WHAT’S IN A NAME?

With the exception of Fairview and Caldwell Lanes, the primary streets and roads throughout the neighborhood are named after Southern authors and writers. The narrow “byways” are all named for local people who were in the chain of title for property purchased for the New Neighborhood.

Harper Lee

“Shoot all the bluejays you want, if you can hit 'em, but remember it’s a sin to kill a mockingbird.”
               -- From To Kill a Mockingbird by Harper Lee

These words hold special meaning for residents of Harper Lee Street. To Kill a Mockingbird (1960) was Harper Lee’s only published book. For many of us, introduction to this work came when it was released as a motion picture in 1962. The film stars Gregory Peck as Atticus Finch (a small, Southern town lawyer) and Mary Badham as Scout and Phillip Alford as Jem (Atticus Finch’s two children). Robert Duvall played the role of Boo Radley. The movie won three Oscars: Best Direction, Best Set Decoration, and Best Actor.

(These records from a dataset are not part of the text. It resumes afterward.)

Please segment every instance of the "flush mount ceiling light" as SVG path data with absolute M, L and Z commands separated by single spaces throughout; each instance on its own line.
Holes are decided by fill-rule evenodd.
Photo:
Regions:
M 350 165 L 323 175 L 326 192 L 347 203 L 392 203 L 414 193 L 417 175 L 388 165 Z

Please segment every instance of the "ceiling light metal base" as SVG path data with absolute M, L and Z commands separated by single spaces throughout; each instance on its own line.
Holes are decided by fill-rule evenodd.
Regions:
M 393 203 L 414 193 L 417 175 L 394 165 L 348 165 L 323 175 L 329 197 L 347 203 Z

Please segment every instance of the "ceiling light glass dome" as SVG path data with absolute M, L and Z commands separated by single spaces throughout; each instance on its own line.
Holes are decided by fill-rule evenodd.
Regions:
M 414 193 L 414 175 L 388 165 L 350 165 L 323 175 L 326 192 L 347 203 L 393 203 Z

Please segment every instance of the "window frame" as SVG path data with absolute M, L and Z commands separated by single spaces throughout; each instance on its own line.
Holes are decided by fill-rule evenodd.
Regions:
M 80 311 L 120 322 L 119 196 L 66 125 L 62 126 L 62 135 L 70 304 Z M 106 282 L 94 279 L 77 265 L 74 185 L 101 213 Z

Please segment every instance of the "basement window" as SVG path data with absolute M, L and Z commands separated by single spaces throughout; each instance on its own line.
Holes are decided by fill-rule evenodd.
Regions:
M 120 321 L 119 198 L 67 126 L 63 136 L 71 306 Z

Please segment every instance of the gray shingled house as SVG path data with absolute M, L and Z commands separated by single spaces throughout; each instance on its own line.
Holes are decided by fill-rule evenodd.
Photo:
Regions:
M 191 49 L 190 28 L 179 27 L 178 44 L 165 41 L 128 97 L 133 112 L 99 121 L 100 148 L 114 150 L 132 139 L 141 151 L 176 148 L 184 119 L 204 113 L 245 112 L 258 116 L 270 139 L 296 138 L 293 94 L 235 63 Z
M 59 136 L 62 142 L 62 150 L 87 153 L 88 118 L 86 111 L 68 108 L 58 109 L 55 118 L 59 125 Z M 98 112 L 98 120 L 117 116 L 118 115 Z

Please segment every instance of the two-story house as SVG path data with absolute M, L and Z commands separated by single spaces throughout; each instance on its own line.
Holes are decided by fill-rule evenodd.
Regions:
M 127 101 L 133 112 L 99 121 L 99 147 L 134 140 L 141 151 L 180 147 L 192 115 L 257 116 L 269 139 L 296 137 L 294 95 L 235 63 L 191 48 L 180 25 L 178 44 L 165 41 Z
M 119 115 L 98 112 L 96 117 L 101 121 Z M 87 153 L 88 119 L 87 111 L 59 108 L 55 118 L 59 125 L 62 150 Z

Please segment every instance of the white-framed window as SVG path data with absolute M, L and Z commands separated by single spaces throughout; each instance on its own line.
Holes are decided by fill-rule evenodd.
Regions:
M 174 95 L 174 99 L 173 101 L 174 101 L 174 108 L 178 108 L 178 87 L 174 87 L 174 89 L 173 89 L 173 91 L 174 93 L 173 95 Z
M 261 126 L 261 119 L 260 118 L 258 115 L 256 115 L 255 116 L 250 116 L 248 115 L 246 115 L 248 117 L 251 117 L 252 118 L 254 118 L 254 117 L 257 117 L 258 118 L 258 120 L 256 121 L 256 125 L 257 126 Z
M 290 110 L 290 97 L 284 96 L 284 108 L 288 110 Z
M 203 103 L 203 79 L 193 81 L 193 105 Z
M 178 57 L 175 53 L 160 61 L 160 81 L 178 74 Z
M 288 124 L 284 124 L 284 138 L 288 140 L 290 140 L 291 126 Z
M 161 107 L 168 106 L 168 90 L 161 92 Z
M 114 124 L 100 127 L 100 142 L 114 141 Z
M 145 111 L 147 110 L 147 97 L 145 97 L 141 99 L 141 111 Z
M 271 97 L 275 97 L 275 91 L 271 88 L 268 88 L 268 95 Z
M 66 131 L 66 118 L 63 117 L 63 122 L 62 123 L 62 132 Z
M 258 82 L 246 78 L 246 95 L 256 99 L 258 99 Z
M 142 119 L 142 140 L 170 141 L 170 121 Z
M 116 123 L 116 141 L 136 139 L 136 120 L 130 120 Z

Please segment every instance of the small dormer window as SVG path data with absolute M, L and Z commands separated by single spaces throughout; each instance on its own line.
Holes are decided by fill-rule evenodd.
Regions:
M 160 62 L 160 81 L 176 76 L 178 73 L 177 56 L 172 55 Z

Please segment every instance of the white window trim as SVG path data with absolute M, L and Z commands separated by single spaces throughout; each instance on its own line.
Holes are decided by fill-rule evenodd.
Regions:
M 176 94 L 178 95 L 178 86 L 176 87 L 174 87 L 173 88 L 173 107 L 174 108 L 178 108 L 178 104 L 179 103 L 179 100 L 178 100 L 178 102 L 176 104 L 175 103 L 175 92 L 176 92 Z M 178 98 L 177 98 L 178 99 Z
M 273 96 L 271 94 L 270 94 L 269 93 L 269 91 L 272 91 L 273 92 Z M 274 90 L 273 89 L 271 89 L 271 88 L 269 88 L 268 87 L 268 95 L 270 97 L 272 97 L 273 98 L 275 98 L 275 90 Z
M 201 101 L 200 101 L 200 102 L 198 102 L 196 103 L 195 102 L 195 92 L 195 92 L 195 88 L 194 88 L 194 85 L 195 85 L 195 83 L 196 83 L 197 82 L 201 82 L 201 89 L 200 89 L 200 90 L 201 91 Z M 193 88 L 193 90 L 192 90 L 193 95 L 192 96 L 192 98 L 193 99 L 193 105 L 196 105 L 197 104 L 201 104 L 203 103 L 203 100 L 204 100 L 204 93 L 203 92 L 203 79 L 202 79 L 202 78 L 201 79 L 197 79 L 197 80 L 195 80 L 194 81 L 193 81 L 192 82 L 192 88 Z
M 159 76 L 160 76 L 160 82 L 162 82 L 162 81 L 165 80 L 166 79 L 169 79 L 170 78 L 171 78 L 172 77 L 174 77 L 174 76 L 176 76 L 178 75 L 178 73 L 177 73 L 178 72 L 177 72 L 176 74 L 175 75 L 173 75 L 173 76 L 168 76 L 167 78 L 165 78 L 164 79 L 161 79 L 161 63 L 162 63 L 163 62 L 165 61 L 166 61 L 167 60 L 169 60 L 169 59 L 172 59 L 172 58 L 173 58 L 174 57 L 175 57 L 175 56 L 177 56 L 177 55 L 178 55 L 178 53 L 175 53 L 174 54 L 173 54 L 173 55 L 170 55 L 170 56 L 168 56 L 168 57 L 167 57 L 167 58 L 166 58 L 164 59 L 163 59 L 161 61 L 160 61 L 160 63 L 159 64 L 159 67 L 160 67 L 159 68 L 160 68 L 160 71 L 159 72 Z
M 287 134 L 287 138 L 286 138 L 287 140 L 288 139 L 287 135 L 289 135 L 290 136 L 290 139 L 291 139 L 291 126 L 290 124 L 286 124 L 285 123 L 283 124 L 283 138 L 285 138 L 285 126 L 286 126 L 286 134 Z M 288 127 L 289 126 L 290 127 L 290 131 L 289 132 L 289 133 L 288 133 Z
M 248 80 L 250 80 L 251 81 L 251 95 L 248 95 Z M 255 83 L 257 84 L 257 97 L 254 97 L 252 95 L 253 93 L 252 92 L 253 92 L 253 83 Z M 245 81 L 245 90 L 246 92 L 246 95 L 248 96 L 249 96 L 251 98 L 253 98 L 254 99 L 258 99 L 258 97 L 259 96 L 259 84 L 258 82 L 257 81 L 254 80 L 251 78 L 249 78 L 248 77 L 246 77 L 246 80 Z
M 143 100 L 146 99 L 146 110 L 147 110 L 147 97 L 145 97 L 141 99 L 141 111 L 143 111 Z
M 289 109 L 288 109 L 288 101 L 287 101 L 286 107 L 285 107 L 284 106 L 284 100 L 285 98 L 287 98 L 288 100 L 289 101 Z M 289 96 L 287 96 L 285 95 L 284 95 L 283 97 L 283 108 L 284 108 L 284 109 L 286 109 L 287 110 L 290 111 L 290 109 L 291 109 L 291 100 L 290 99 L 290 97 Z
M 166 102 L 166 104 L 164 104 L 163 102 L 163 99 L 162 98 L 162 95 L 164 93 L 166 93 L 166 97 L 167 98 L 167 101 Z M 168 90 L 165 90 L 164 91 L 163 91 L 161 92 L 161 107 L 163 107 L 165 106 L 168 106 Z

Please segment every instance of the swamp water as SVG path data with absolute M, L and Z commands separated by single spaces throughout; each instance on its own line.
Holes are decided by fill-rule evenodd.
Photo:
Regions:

For those who always find the “book to be better than the movie,” this classic is a wonderful novel, rich in the language, humor, and honesty as could only be seen from the perspective of the two children, Scout and Jem. The book explores adult attitudes toward race and class in the Deep South during the 1930s. To Kill a Mockingbird has been translated into more than 20 languages and has sold over 30 million copies worldwide.

Nelle Harper Lee was born on April 28, 1926 in Monroeville, Alabama. Monroeville (population 7,000) is located in Monroe County in southwest Alabama, about halfway between Montgomery and Mobile. Harper was the youngest of four children in the family of Amasa Coleman Lee and Frances Finch Lee. Amasa was a well known and respected member of the Monroeville community. He was a lawyer and a member of the State Legislature from 1926 to 1938. He edited The Monroe Journal from 1929 to 1947. Amasa had hoped that Harper would become a member of his law firm, but Miss Lee had other plans and went to New York to become a writer. Harper Lee’s mother, Frances Cunningham Finch Lee, came from a Virginia family who moved to Monroe County, Alabama, and founded Finchburg.

Harper Lee attended Huntingdon College (1944-45), studied law at the University of Alabama (1945-49), and attended one year at Oxford University. Before concentrating on her writing in the 1950s, she worked as a reservation clerk with Eastern Air Lines in New York City. With the illness of her father, Miss Lee divided her time between New York and Monroeville. She continues to travel between the two locations.

Miss Lee originally submitted the manuscript for To Kill a Mockingbird to J. B. Lippincott Company in 1957. With a great deal of re-writing, it was finally published in 1960. Although To Kill a Mockingbird was her only published book, she did write and publish a number of other essays and articles that have appeared in magazines such as Vogue and McCalls. Little is truly known about Harper Lee’s current life and plans. She does apparently still plays golf and it is speculated that she is writing her memoirs. She has received the Pulitzer Prize, several honorary degrees, and other literary awards. In 1966, she was one of two persons named by President Johnson to the National Council of Arts.

Do you own a first edition of To Kill a Mockingbird? In 1996, a copy listed in “very good” condition sold for $2,500. Prices are now in the $5,000 range. A presentation copy was bought at auction for $12,650. Our family has started the tradition of giving a copy of To Kill a Mockingbird to all of our overnight guests. Sorry, folks, no first editions here!

One final bit of trivia: When To Kill a Mockingbird opened at the Monroe Theatre on March 28, 1963, tickets were $1.00 for adults and $ .50 for children. The theatre paid ten dollars cash each to the first five customers bringing in a live mockingbird on the Saturday before the opening. When was the last time you saw a first run movie for fifty cents?

Update: There is a new biography of her entitled Mockingbird by Charles J. Shields. The May 29, 2006, issue of New Yorker has an article about Harper Lee, Truman Capote, To Kill a Mockingbird (both the book and the film), and some comments about the new biography.

Harper Lee and Truman Capote were early friends. Many critics have speculated that Capote actually authored the well known novel. Although he did provide guidance to Harper Lee on the manuscript, correspondence between the two strongly supports Harper Lee as the author. Experts also agree that the rich dialog and language in To Kill a Mockingbird does not fit Capote’s style.